La femme sans nom dans La liste a plusieurs déclinaisons dans Le carrousel. Elle se nomme tour à tour Marie, Florence, Constance... Mais quel que soit le nom qu'on lui donne, de mères en filles, d'une époque à l'autre, cette femme s'exprime d'une seule voix: celle de l'amour. L'amour pour les hommes, pour les enfants et pour la vie que les femmes transmettent.

Non sans une inévitable part d'angoisse, de colère et de culpabilité.

Le carrousel de Jennifer Tremblay, créé cette semaine au Théâtre d'Aujourd'hui, dans une mise en scène claire, limpide et incarnée de Patrice Dubois, est un bel objet dramaturgique. Un texte ouvragé et brodé tout en finesse par l'auteure. Une partition écrite sur mesure pour la merveilleuse Sylvie Drapeau. Deuxième partie d'une trilogie qui se terminera avec La délivrance, cette production nous confirme que cette auteure est vouée à une belle carrière théâtrale.

Une femme (la narratrice interprétée par Sylvie Drapeau) doit se rendre au chevet de sa mère mourante sur la Côte-Nord. Sur la route 138, elle traîne une tonne de questions. La jeune femme veut savoir pourquoi elle ressent cette angoisse, cette peur viscérale qui lui pèse «comme une grille qui se referme» sur son corps.

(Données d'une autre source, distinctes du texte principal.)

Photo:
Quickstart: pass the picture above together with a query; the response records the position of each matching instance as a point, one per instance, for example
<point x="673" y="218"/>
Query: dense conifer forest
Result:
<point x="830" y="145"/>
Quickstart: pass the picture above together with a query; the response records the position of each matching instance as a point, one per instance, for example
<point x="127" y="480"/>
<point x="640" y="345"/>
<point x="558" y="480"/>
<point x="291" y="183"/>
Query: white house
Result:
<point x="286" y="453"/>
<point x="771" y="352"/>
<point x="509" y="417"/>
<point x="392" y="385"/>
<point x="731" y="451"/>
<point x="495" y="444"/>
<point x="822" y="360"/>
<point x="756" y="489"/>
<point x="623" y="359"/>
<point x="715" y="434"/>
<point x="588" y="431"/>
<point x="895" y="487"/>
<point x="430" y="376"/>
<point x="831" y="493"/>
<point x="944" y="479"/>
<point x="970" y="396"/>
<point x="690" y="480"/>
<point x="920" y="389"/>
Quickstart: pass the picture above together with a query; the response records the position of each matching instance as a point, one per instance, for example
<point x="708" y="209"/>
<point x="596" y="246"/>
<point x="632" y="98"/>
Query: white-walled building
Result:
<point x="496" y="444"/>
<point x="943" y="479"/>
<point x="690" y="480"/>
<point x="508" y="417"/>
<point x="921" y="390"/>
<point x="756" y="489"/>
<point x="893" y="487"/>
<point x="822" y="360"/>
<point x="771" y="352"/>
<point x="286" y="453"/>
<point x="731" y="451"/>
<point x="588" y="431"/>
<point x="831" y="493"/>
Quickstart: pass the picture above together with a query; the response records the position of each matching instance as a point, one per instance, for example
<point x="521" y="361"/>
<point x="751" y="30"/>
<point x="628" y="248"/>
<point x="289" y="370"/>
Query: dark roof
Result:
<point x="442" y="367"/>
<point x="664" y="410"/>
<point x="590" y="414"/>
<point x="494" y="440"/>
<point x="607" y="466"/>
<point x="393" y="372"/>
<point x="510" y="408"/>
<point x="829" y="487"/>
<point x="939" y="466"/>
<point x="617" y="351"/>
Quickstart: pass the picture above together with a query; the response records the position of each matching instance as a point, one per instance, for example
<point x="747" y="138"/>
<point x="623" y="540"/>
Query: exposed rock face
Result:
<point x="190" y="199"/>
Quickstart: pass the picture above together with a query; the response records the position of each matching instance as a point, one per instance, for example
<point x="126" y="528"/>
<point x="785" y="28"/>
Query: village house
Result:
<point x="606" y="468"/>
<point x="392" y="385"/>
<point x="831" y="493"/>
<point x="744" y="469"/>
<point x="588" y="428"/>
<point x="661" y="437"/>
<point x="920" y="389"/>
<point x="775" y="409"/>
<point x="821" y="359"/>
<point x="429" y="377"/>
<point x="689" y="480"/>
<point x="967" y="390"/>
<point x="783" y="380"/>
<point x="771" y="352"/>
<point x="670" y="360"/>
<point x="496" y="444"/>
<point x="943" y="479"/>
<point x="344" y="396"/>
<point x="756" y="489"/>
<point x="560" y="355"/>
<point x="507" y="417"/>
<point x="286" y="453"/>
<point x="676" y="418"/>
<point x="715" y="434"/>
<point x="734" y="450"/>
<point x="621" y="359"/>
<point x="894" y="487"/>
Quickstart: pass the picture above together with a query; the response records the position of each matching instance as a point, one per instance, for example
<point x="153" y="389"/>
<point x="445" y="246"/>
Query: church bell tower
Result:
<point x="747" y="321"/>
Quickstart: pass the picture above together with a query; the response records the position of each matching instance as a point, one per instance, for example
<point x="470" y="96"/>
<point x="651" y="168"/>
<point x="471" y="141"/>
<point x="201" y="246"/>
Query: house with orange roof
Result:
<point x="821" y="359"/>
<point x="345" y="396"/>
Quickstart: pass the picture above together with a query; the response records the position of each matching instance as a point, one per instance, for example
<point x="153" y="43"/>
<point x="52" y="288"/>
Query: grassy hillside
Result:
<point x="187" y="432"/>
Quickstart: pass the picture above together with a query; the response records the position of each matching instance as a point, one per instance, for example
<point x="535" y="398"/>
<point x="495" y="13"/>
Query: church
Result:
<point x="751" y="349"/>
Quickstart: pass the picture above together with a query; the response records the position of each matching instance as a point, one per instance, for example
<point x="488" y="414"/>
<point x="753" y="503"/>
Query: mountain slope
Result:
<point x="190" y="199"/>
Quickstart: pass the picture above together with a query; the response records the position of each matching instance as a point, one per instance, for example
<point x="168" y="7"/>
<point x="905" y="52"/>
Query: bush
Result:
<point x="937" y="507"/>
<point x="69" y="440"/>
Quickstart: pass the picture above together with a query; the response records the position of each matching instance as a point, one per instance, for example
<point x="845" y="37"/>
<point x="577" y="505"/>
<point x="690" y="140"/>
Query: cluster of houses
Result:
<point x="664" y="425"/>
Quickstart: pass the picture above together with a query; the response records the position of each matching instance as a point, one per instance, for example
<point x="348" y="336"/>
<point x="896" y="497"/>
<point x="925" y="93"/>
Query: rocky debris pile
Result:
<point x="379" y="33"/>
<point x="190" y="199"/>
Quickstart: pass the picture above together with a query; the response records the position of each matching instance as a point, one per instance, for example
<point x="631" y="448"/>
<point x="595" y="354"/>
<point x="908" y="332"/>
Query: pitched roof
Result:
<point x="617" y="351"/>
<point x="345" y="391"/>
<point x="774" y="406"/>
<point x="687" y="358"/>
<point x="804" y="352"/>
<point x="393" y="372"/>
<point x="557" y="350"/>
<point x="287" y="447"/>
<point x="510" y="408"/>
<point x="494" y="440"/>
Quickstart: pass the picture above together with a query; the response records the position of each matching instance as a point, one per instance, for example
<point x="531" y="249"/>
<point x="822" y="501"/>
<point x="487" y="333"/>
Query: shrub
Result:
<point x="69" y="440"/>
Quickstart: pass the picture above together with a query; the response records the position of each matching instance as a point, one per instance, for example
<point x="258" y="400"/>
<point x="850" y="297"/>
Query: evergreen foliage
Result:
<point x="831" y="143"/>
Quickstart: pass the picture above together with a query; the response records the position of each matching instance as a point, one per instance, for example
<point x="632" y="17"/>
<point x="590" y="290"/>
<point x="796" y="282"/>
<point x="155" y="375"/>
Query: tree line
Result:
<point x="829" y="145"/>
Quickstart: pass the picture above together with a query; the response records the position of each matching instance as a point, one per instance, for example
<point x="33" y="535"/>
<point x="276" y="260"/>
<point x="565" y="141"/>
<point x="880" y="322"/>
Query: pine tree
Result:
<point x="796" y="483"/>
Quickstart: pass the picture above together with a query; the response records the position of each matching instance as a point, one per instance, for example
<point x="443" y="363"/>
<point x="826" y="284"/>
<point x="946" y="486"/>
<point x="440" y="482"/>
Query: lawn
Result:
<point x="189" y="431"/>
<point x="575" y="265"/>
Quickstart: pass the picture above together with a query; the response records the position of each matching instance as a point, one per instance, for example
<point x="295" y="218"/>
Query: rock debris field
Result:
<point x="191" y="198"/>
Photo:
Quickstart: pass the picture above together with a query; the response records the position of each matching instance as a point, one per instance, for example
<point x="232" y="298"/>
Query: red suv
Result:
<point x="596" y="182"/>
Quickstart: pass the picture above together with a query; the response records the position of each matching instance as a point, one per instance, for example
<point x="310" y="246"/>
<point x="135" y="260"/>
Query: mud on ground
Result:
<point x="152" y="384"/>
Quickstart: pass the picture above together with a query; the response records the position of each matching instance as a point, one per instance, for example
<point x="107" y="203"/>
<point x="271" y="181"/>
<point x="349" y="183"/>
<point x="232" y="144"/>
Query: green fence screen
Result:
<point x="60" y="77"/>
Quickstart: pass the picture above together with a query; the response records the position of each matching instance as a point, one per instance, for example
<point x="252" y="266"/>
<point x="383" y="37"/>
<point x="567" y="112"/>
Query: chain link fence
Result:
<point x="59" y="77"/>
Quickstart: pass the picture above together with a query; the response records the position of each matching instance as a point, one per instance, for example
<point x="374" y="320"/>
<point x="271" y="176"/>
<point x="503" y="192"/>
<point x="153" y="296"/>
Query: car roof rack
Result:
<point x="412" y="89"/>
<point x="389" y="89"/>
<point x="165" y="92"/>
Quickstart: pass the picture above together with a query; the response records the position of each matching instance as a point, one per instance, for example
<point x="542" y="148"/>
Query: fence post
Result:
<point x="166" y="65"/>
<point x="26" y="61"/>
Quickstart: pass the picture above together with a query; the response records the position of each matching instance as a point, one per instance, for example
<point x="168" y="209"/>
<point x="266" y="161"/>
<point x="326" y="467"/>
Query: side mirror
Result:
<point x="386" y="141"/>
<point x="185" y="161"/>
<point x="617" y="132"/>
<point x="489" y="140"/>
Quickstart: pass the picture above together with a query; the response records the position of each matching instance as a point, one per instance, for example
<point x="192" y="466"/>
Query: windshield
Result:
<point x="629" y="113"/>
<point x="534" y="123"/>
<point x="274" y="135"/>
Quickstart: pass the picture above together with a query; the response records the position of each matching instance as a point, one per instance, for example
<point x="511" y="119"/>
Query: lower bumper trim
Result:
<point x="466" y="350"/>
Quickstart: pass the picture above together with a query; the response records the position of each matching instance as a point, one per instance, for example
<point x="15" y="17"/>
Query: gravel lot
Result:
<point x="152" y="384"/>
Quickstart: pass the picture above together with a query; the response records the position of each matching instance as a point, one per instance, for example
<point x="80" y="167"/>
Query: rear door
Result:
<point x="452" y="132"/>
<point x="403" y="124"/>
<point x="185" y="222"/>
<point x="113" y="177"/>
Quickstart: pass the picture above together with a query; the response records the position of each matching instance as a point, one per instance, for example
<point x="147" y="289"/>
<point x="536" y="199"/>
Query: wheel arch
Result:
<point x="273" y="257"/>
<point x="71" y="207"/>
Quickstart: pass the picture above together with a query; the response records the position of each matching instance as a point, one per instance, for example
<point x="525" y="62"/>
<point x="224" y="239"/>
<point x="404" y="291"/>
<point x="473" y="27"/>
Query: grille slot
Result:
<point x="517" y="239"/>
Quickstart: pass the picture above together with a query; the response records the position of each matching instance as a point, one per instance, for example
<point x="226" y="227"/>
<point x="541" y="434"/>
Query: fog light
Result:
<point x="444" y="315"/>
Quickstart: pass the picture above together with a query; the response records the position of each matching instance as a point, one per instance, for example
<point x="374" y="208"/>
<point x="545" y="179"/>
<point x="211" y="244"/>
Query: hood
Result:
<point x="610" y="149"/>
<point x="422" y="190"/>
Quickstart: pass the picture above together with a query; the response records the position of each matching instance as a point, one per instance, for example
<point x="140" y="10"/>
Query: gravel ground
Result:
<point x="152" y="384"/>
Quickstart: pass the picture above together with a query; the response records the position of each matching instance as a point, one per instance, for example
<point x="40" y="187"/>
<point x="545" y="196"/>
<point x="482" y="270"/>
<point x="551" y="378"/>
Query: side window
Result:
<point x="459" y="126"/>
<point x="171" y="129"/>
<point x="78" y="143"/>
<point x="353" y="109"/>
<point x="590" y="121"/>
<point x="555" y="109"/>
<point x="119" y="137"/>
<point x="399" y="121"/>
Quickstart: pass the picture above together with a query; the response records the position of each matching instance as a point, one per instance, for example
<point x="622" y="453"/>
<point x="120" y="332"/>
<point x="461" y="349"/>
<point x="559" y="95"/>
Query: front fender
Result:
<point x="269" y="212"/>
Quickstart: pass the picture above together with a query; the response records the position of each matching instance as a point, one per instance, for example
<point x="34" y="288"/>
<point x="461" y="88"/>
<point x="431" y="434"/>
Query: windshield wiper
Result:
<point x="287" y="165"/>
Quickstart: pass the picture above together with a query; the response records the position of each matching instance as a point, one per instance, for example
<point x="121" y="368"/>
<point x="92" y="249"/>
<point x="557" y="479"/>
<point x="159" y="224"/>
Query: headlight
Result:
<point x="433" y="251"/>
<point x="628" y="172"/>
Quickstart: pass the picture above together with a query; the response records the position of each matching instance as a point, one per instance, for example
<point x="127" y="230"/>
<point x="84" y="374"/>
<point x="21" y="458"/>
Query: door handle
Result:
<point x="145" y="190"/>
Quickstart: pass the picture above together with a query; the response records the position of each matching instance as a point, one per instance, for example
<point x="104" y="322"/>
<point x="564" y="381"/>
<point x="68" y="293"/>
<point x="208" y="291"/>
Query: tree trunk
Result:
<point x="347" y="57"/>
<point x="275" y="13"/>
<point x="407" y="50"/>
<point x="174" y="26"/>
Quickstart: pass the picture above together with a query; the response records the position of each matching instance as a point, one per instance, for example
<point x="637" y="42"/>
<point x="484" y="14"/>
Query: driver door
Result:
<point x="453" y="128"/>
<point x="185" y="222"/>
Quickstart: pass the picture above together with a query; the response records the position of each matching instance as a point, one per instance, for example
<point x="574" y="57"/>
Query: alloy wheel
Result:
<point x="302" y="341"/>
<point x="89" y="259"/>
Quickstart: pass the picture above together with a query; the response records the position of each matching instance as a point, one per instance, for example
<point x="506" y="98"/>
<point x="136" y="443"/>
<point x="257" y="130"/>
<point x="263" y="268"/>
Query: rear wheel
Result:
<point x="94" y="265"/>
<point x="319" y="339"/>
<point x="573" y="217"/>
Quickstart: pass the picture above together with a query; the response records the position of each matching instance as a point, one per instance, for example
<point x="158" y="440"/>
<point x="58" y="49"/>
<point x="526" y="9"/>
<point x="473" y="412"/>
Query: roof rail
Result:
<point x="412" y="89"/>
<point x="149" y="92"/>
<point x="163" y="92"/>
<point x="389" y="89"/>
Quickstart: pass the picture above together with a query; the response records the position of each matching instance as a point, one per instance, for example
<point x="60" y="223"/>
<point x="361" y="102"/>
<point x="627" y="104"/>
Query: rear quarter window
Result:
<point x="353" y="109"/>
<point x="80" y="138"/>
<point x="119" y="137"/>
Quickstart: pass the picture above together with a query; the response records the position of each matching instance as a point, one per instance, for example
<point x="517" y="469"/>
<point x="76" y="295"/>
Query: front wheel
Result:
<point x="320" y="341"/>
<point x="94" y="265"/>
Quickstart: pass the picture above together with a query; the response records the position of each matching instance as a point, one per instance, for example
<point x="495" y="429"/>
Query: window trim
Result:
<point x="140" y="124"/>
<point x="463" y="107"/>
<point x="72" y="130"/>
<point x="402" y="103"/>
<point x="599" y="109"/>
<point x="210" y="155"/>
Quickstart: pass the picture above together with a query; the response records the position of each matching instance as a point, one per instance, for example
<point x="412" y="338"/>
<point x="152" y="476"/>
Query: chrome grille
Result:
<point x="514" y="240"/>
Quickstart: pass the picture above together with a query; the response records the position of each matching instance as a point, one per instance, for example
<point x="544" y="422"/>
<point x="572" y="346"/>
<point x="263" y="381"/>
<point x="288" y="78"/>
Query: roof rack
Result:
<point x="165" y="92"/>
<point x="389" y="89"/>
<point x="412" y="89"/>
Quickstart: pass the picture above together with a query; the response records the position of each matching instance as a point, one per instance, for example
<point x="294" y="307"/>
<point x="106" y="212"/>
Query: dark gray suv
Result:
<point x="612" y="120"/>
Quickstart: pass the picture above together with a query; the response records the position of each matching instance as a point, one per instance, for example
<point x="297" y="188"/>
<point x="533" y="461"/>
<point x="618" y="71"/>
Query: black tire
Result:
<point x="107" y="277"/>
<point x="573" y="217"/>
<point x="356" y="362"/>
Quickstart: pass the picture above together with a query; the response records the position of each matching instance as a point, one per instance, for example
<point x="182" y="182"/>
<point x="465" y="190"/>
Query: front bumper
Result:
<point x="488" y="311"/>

Est-ce l'héritage de sa mère? De sa grand-mère morte? De la condition féminine? De la filiation?

La joie de vivre

Au fur et à mesure qu'avance ce récit elliptique et allégorique, la narratrice répondra à ses questions. Au bout du compte, elle comprendra que, pour se libérer du passé, pour en finir avec ce manège qui tourne dans sa tête, il lui faut aimer. Et répandre le bonheur et la joie autour d'elle. Car la narratrice désire que ses enfants «soient ces hommes que les femmes espèrent connaître».

Après La liste, Sylvie Drapeau renoue avec la forme du solo et l'écriture de Jennifer Tremblay. Extrêmement bien dirigée par Patrice Dubois, la Drapeau est encore une fois excellente! Elle habite toute la scène (qui est comme son habitat naturel). Elle fait vivre tous les personnages et leurs états d'esprit, en se mouvant un peu ou en variant légèrement son registre de jeu.

Lorsque l'actrice évoque des petites filles qui jouent avec leurs robes de filles fleuries et colorées, on voit ces enfants courir et s'amuser autour d'une maison de campagne imaginaire. Lorsque Drapeau parle de la neige sale et du froid de novembre, on le ressent. Et quand la comédienne s'empare d'une hache pour aller couper cet arbre - ô combien symbolique -, tout le poids de sa détermination traverse la salle!

Tout au cours de son récit dramatique, Sylvie Drapeau est secondée par le musicien Jasmin Cloutier, en retrait sur la scène, derrière un rideau transparent. Ce dernier interprète la belle et douce musique de Pascal Robitaille. La scénographie épurée est signée Guillaume Lord. Les éclairages magnifiques sont d'Alexandre Pilon Guay.

Ce Carrousel agit comme un léger baume sur nos diverses blessures.

________________________________________________________________

Au Théâtre d'Aujourd'hui, jusqu'au 8 février.